A compact ML pipeline that trains a neural network to tag boosted W/Z→qq̄ jets and compares it to a cut-based baseline, then applies the model to ATLAS Open Data.
Learn more about the data source: https://opendata.atlas.cern/
This project provides an end-to-end workflow to:
- Load MC and data from CSVs (
pythia.csv,jets.csv) - Build features from event objects (leading jet/lepton kinematics and angular variables)
- Train a small MLP classifier (PyTorch)
- Evaluate training/validation curves, ROC and purity
- Choose a working point and apply to real data
Outputs (plots, CSVs, and model weights) are written under out/<revision>/.
NeuralNetworkTaggerLHC/
├── data-exercise-template-v7.py # Main script: data loading, MLP training, evaluation, plots
├── jets.csv # ATLAS Open Data (flattened events)
├── pythia.csv # MC in the same format (+ truth label for jets)
├── README.md # This file
├── setup.sh # Quick setup script (Linux/macOS)
├── setup.bat # Quick setup script (Windows)
├── requirements.txt # Python dependencies
├── flake.nix # Nix development environment (optional)
├── flake.lock # Nix lockfile
├── aux/ # Optional: generators and skimming utilities
│ ├── main213.cc
│ └── skimevents.py
└── report/
└── report.md # Notes/report template (optional)
- Lightweight event model (
Particle,Event) and CSV loader - Cut-based selection (baseline) with configurable kinematic cuts
- MLP classifier in PyTorch with train/val split and scheduler
- Metrics and plots:
- Training vs validation loss and accuracy
- Score distribution and chosen threshold t*
- ROC curve (manual AUC)
- Purity vs threshold and efficiencies
- Application to real data (
jets.csv) with before/after selection mass histograms
Python packages used by the main script:
- numpy
- matplotlib
- scikit-learn
- torch (PyTorch)
An optional Nix flake is provided for fully reproducible dev shells.
Linux/macOS:
# Run the setup script (uses Python venv and pip)
bash ./setup.shWindows:
:: Run the setup script (creates venv and installs requirements)

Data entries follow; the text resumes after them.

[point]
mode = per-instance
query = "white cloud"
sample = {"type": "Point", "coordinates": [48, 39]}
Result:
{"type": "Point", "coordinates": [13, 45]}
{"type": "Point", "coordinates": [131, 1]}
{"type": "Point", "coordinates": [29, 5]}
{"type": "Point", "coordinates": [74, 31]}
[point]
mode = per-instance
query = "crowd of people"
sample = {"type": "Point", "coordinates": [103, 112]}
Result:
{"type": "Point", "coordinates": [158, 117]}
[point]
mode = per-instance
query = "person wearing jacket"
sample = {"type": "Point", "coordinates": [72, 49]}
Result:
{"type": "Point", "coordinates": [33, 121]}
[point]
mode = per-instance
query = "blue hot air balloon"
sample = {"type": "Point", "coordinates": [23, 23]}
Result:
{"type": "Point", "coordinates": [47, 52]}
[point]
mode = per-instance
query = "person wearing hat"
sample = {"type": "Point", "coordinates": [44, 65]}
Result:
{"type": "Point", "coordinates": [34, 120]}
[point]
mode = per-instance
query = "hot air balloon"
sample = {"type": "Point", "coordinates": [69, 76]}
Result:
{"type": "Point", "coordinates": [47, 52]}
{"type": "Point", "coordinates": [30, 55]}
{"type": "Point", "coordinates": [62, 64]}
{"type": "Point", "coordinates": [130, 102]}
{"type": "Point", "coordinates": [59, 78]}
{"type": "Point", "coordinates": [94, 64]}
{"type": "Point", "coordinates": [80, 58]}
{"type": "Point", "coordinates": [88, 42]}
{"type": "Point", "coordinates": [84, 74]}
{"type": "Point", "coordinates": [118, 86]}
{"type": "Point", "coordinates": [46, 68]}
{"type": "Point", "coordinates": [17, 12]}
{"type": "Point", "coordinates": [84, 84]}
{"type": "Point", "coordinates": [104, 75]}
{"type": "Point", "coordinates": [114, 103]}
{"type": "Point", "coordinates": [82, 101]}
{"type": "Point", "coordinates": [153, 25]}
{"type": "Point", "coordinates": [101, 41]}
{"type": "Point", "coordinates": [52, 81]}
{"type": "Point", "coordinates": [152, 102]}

setup.batAfter setup, activate the environment:
- Bash/zsh:
source .venv/bin/activate - Fish:
source .venv/bin/activate.fish - Windows (cmd):
.venv\Scripts\activate
python -m venv .venv
# Bash/zsh: source .venv/bin/activate
# Fish: source .venv/bin/activate.fish
pip install -r requirements.txtIf PyTorch fails to install from PyPI on your platform, consult https://pytorch.org for the appropriate install command (CPU/GPU, CUDA version), or use the Nix or conda options below.
conda create -n nn-tagger python=3.12
conda activate nn-tagger
pip install -r requirements.txtThe repo includes a Nix flake that provides a development shell with all core Python deps:
nix develop- Ensure your environment is activated (venv, conda, or nix shell).
- Run the main script:
python data-exercise-template-v7.pyKey configurable settings are defined near the top of the script:
- Input files:
MC_FILE,DATA_FILE - Baseline cuts:
min_pt_j,min_pt_l,min_dphi,eta_j_max - Training:
epochs,batch_size, optimizer/scheduler - Output revision tag:
revision(controlsout/<rev>/directory)
Artifacts are saved to out/<revision>/, including:
<title>_model.pt— trained model weights<title>.png— training curves (loss/accuracy/LR)<title>_scores.png— test score distribution with t*<title>_roc.png— ROC plot (manual AUC)<title>_purity.png— purity vs threshold with working point<title>_jetmass.png— data mass histogram before/after cuts- CSVs: training history, ROC points, purity curve (if writing succeeds)
Below are example figures produced by data-exercise-template-v7.py (see also report/report.md). Paths assume the default revision='17':
If these images are not present yet, run the script to generate them; they will be written under out/<revision>/.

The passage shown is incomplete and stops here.